Schools in Iraq open this month for a new semester. At one time, Iraq’s public schools were among the best in the Middle East. But neglect by the regime of Saddam Hussein caused schools to fall into disrepair, and education was to a great extent replaced by propaganda.
Before the U.S.-led coalition liberated Iraq, only one in six children had textbooks. Teachers were unpaid. And some Iraqi schools were used to store weapons instead of educating children. Today, says U.S. Secretary of State Colin Powell, the coalition is working together with Iraqis to restore the country’s educational system:
“Iraqis are going to work now, including the thirty-five thousand Iraqis who have been working to restore Iraq's schools. Over ninety percent of those schools are now open. All of those schools are now ready to teach Iraqi children the skills for success in a free market democracy.”

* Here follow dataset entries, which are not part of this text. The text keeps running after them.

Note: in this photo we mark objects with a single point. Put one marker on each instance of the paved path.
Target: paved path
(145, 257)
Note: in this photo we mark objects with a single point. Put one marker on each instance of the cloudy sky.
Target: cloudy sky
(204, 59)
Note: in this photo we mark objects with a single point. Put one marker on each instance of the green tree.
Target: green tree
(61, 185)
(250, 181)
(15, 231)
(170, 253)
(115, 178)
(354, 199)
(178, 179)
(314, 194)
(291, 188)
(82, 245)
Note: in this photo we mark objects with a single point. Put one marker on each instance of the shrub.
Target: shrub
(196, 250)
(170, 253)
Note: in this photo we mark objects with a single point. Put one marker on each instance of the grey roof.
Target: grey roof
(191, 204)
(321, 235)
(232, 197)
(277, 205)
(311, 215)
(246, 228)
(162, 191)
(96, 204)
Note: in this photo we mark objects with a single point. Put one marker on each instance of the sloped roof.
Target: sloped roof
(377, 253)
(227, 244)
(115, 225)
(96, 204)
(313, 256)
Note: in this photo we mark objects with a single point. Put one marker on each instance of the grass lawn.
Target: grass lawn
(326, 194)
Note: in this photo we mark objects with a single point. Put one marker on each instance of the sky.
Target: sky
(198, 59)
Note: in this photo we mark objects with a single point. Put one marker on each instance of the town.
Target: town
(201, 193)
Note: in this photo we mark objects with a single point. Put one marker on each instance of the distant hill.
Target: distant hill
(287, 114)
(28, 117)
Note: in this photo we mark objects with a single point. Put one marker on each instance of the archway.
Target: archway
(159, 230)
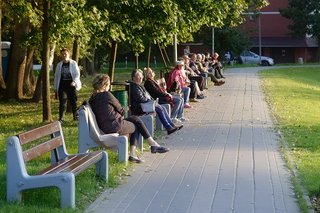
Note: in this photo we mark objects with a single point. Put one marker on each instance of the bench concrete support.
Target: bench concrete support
(148, 121)
(60, 174)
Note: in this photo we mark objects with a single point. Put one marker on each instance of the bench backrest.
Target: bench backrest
(41, 141)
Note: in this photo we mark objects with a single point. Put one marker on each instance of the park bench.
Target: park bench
(61, 173)
(90, 135)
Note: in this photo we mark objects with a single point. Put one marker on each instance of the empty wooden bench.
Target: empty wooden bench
(61, 173)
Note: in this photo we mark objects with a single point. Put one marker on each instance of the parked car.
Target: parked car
(248, 57)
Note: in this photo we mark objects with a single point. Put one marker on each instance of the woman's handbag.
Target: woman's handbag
(149, 106)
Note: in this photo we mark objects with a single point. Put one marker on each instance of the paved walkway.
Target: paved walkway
(225, 159)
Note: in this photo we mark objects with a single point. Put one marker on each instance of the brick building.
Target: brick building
(275, 39)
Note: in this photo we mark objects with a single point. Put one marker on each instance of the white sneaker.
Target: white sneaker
(183, 119)
(176, 120)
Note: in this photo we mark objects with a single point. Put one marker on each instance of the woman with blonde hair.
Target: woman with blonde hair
(156, 91)
(110, 118)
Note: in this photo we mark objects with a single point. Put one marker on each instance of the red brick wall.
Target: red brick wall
(272, 25)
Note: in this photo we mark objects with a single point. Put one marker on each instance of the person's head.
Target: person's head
(149, 73)
(193, 56)
(186, 59)
(101, 83)
(179, 64)
(65, 54)
(137, 76)
(199, 57)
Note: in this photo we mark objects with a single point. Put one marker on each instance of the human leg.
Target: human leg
(62, 102)
(177, 105)
(72, 97)
(142, 129)
(164, 117)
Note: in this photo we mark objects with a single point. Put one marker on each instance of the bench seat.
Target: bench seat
(60, 173)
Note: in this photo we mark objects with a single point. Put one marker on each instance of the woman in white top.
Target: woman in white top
(67, 83)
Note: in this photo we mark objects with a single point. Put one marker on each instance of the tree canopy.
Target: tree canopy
(41, 25)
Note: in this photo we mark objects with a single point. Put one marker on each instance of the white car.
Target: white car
(248, 57)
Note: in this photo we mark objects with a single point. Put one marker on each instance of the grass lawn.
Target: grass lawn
(16, 117)
(294, 97)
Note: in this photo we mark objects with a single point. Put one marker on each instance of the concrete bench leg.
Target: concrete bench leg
(102, 166)
(148, 121)
(67, 191)
(123, 149)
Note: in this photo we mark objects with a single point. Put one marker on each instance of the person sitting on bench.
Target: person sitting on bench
(110, 118)
(140, 95)
(156, 91)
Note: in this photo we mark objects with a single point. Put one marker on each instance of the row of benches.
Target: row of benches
(64, 167)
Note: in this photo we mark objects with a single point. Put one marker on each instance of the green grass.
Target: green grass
(16, 117)
(294, 97)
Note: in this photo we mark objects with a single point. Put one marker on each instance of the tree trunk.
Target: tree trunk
(37, 92)
(45, 69)
(137, 61)
(113, 57)
(149, 55)
(29, 78)
(75, 50)
(2, 83)
(17, 62)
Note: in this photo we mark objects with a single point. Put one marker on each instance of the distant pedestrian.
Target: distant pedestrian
(67, 83)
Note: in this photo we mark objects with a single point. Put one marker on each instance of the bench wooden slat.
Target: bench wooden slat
(43, 148)
(39, 132)
(75, 164)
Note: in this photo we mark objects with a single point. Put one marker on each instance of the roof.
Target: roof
(284, 42)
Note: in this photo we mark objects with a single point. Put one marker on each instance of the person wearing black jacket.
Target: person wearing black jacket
(138, 95)
(156, 91)
(110, 118)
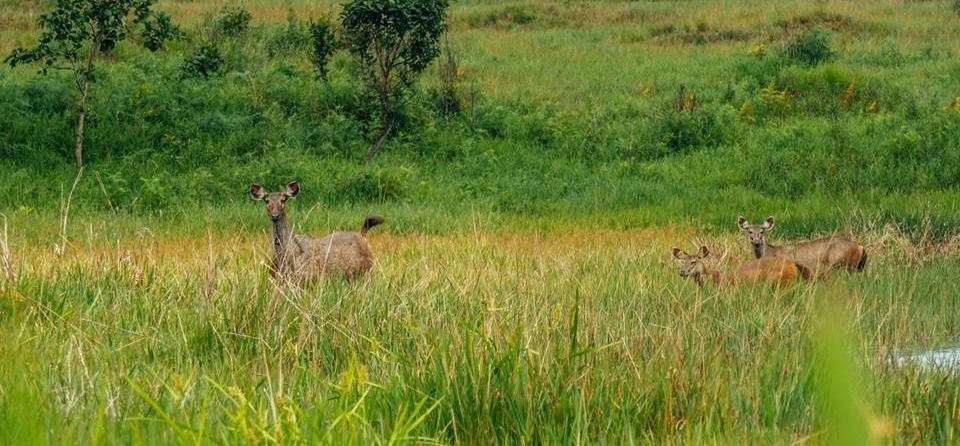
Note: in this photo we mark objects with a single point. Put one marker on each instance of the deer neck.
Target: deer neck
(765, 249)
(712, 275)
(282, 235)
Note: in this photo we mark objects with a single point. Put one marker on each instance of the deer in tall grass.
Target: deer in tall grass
(298, 258)
(821, 255)
(775, 271)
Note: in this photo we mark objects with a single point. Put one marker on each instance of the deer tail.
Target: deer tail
(370, 222)
(863, 259)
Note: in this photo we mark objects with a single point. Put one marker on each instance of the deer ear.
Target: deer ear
(292, 189)
(256, 191)
(768, 224)
(742, 222)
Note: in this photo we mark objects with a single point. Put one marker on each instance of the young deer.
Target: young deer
(775, 271)
(299, 258)
(821, 255)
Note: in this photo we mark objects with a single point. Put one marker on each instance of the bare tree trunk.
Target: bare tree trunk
(385, 128)
(81, 122)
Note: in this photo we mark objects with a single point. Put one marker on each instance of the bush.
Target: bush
(157, 29)
(373, 185)
(233, 21)
(323, 44)
(291, 39)
(204, 62)
(810, 47)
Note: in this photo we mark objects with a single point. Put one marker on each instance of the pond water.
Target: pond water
(946, 360)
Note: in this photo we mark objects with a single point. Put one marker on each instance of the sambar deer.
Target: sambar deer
(298, 258)
(821, 255)
(776, 271)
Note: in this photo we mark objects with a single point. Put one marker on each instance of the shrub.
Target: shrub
(392, 42)
(204, 62)
(290, 39)
(810, 47)
(323, 43)
(373, 185)
(157, 30)
(233, 21)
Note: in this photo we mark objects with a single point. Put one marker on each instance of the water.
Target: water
(943, 360)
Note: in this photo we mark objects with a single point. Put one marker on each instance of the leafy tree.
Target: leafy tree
(77, 33)
(393, 42)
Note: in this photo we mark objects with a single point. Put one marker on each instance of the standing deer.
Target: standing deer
(775, 271)
(298, 258)
(822, 255)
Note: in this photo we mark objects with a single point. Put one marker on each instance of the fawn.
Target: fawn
(298, 258)
(822, 255)
(773, 270)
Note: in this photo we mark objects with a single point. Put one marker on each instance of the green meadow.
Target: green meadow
(524, 291)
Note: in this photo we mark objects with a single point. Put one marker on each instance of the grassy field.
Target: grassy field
(524, 291)
(584, 336)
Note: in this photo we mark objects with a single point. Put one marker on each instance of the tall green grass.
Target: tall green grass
(588, 337)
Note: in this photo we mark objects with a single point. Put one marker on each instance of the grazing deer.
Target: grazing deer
(298, 258)
(773, 270)
(822, 255)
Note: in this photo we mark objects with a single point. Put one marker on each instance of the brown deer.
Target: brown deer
(775, 271)
(298, 258)
(822, 255)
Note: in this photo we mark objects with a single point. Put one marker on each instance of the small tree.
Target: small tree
(393, 42)
(79, 32)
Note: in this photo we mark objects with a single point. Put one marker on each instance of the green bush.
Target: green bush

To prepare for the new semester, more than sixty-thousand Iraqi secondary school teachers have learned new teaching methods. Five-million math and science textbooks have been printed. More than three-thousand-seven-hundred secondary schools have been visited to collect data on conditions, teacher-student ratios, and parent involvement, to determine immediate and future requirements. And Saddam Hussein will no longer be part of the curriculum. His pictures and writings have been removed.
Mrs. Ahoud Zaiher is a teacher at Al-Kifah Al-Arabi Secondary School. She has taught physics there for more than twenty-years. Mrs. Zaiher says that, “When they see that as a teacher, you are asking questions and not always saying yes and accepting things the way they are, the students will start to ask questions themselves.... No more Saddam, no more Baathists, no more killing, no more war.”
Iraqi students and teachers will be free to discuss topics that were once forbidden. Iraqis will be able to experience the freedom that education brings.